1. A version of the assembly line was patented and our present is a consequence of the Ford Company's reinvention of the assembly line using conveyor belts apparently. And doesn't anyone teach about Eli Witney's contributions during the Revolutionary War, anymore? http://www.ideafinder.com/history/inventions/assbline.htm
2. So if Bilski burned his methodology to ROM, could he patent his implementation? Would he then be protected from another party implementing it in software? CPU's are patentable of course but what about the prototype operating in simulation?
Kudos to the supreme court for denying the patent. The basic criteria for granting patent is usually the functionality and originality, adding a new software to the same machine is hardly anything original. I think the inventors are acting like a spoilt child who just refused to share his new toy.
Thanks for the great comments so far folks! This is a tough one, because I think we can all agree that there is such a thing as intellectual property, and the public is better served when innovators feel they can profit fairly from their original ideas. There's something wrong with current law if software isn't specifically protected, except by this "machine" provision, which, as the justices seemed to suggest with their inquiry, is logically flawed. Software, and software-like IP ("programming" of molecules, etc.) is an increasingly valueable output of our economy, and it needs to be protected by legal language that applies specifically to this kind of activity, rather than being grandfathered in to some awkward industrial-age legal construct. Doing so might also have the benefit of correcting these overly-broad patents that everyone complains about, and making the process fairer to innovators and competitors alike.
Unfortunately, the Court can't act affirmatively on this: they can just toss out the existing interpretation, and leave it to Congress to fix. As if Congress has the appetite (or the aptitude) to takcle this subject right now.
I agree with you, Paul, that we will have to work through these issues.
The problem, as Rob points out, is if they take out these protections and do not thoughtfully protect the legitimate patents, what replaces the current system? Do we have the Wild West again?
I think it is an interesting dynamic. If we are thoughtful, we may begin to think of the patents more in terms of true intellectual property, with the knowledge to improve a process, more than relying on the result in the change to the computer or just the production of code.
perhaps we could say "but this relies on other technologies that may be old or need application in parallel with others - but then, I'm sure the pharohs building the pyramids could be accused of applying old and parallel technologies, or the Romans building the aqueduct.
i just think it might be time for a new present day, present minded agency to throw up some guardrails - right now, it seems like as good a time as any to do so, and maybe some sharper thinking will come through.

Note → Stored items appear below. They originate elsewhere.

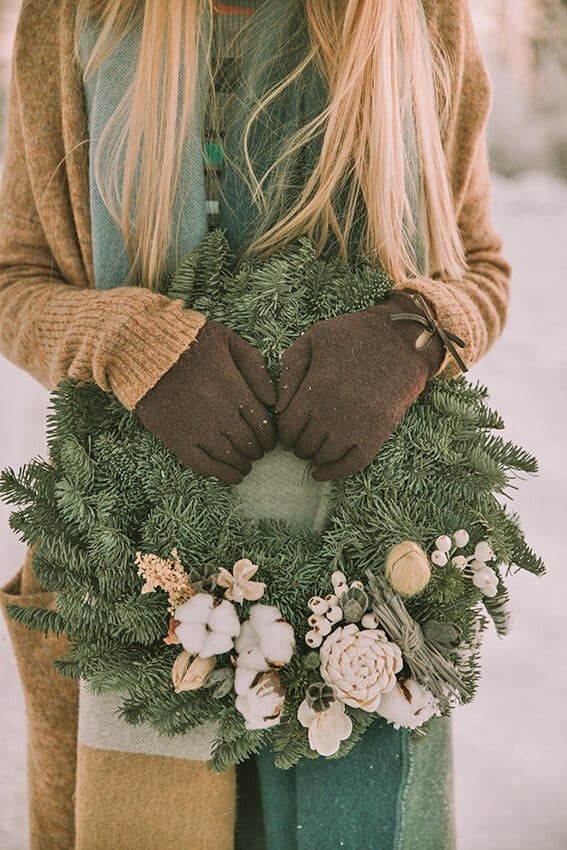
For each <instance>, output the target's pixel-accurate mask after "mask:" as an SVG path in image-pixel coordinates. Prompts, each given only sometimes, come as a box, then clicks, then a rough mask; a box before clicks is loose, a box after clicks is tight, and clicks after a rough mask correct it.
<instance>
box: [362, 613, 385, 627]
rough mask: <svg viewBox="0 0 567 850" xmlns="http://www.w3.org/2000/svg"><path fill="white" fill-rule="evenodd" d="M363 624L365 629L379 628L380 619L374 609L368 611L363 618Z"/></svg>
mask: <svg viewBox="0 0 567 850" xmlns="http://www.w3.org/2000/svg"><path fill="white" fill-rule="evenodd" d="M361 625H362V627H363V628H364V629H377V628H378V626H379V625H380V620H379V619H378V617H377V616H376V614H375V613H374V611H368V612H367V613H366V614H365V615H364V617H363V618H362V620H361Z"/></svg>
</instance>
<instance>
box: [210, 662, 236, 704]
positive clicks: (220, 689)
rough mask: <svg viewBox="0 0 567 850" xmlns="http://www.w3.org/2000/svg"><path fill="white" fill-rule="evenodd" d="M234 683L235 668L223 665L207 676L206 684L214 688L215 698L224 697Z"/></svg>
mask: <svg viewBox="0 0 567 850" xmlns="http://www.w3.org/2000/svg"><path fill="white" fill-rule="evenodd" d="M233 685H234V670H231V669H230V668H229V667H221V668H220V669H219V670H213V672H212V673H211V674H210V675H209V676H208V677H207V681H206V686H207V688H210V689H211V690H212V692H213V693H212V696H213V698H214V699H222V698H223V697H225V696H226V695H227V694H229V693H230V692H231V690H232V688H233Z"/></svg>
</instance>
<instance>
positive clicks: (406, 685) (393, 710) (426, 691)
mask: <svg viewBox="0 0 567 850" xmlns="http://www.w3.org/2000/svg"><path fill="white" fill-rule="evenodd" d="M378 714H380V715H381V716H382V717H384V718H386V720H389V721H390V723H393V725H394V728H395V729H399V728H400V726H401V727H403V728H404V729H417V728H418V727H419V726H422V725H423V724H424V723H425V722H426V720H429V719H430V718H431V717H433V716H434V715H439V714H440V709H439V703H438V701H437V700H436V699H435V697H434V696H433V694H432V693H431V692H430V691H427V690H426V689H425V688H424V687H422V686H421V685H420V684H419V683H418V682H416V681H415V679H407V680H406V681H405V682H404V683H403V685H401V684H400V683H399V682H398V683H397V684H396V686H395V687H394V688H393V690H391V691H389V692H388V693H386V694H383V695H382V699H381V700H380V705H379V707H378Z"/></svg>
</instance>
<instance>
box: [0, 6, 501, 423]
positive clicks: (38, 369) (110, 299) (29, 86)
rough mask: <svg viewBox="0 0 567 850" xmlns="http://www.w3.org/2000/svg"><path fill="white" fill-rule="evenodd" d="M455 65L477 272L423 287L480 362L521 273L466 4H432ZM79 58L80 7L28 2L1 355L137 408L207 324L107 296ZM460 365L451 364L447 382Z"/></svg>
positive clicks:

I won't say that I stay up at night worrying about whether I am infringing upon a software patent -- it's one of those areas where following a parallel "don't seek, don't tell" logic is all for the best.
But, after over 30 years in the software business, I have to say that software patents are truly a pain. Maybe for 1 in 50 I will say -- "what a great idea, these folks deserve some profit for their ingenuity!"
But, for those other 49 out of 50, I just have to groan. It is either "I was doing something awfully similar to this 10 years ago" or "that's a nice way of doing it but it sure relies on all of these other ideas that have been in common use for a long time".
I don't specifically blame the patent office -- after all, they haven't been working in the field forever and have no idea what people actually do and know.
If the Supreme Courth overturned all of the software patents it would be unfair to a few -- but really help the industry and small businesses.